All parameters are optional; missing values fall back to sensible defaults (Windows · 16 GB VRAM · 32 GB RAM · coding · speed · NVIDIA).

Parameter	Values	Default
`mode`	`current` · `new`	`current`
`platform`	`windows` · `windows-laptop` · `mac` · `linux`	`windows`
`vram`	`none` · `8` · `12` · `16` · `20` · `24` · `32` · `48` · `64` · `96` · `128` (PC only; legacy `32plus` still accepted)	`16`
`memory`	`16` · `24` · `32` · `36` · `48` · `64` · `96` · `128` (Mac only)	`32`
`ram`	`16` · `32` · `48` · `64` · `96` · `128` · `192` · `256`	`32`
`budget`	`under1500` · `1500to3000` · `3000to6000` · `6000plus` (only when mode=new)	`1500to3000`
`use_case`	`coding` · `chat` · `docs` · `image` · `agents` · `voice`	`coding`
`priority`	`privacy` · `speed` · `cost`	`speed`
`gpu_family`	`nvidia` · `amd` · `cpu`	`nvidia`
`context`	`4096` · `16384` · `65536` · `200000` (typical prompt length, in tokens)	`16384`

Response shape

{
  "inputs": { ...echo of resolved inputs... },
  "result": {
    "verdict": "Comfortable",
    "tier": 4.25,
    "band": "high",
    "title": "Comfortable for midsize local models",
    "summary": "Strong for daily local use, coding, and experimentation.",
    "picks": [
      { "name": "Qwen3-Coder-30B-A3B (MoE, fits 24GB)", "why": "..." },
      { "name": "Qwen 3.5 35B-A3B (generalist MoE)", "why": "..." },
      { "name": "gpt-oss-20b", "why": "..." }
    ],
    "runner": { "name": "Ollama or LM Studio", "note": "..." },
    "quantization": "Q4_K_M is the sweet spot at 14B. MoE 30B-A3B runs at 3B-dense speed...",
    "expected_speed": "50–70 tok/s on 8B, 30–50 on 14B Q4, 20–35 on 30B-A3B MoE.",
    "workflow": [ "..." ],
    "watchouts": [ "..." ],
    "note": "..."
  },
  "meta": {
    "version": "v1",
    "dated": "July 2026",
    "source": "https://theaibench.ai/",
    "docs": "https://theaibench.ai/api/",
    "license": "Free to cite with attribution to The AI Bench."
  }
}

OpenAPI schema

Full machine-readable spec at /api/openapi.json. Designed so AI tool-calling runtimes can discover and validate calls without hand-wiring each parameter.

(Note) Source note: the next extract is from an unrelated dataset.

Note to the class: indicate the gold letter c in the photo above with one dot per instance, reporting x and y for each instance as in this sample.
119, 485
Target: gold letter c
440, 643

Copy-paste integration examples

For GPT Actions manifests, Claude tool-use schemas, n8n node configs, curl / Python / JavaScript snippets, and a worked example of building a custom GPT against this API, see theaibench.ai/for-agents.

Browser vs tool behavior

This endpoint is content-negotiated. When an AI tool or curl hits it (Accept: application/json or */*), it returns JSON as shown above. When a human opens the URL in a browser (Accept: text/html), it redirects to the main site with the planner pre-filled — so a citation URL shared in chat still leads to the pretty UI when a person clicks it. Force JSON from a browser with ?format=json; force the UI redirect with ?format=html.

Errors

Invalid parameter values return 400 with a JSON body explaining which values were rejected. Everything else returns 200 with a recommendation.

Freshness

Model picks, runner advice, and expected speed bands are refreshed when something material moves — new model drop, new runner, materially shifted pricing — not on a fixed calendar. Breaking schema changes (if ever) land as /api/v2/; v1 stays stable.

Why this exists

Chatbots answer "what can I run on my M4 Max 64 GB?" with plausible but often stale or guessed numbers. This API gives tool-calling agents a canonical, dated, deterministic answer they can cite — and still lets humans get the same answer with a curl.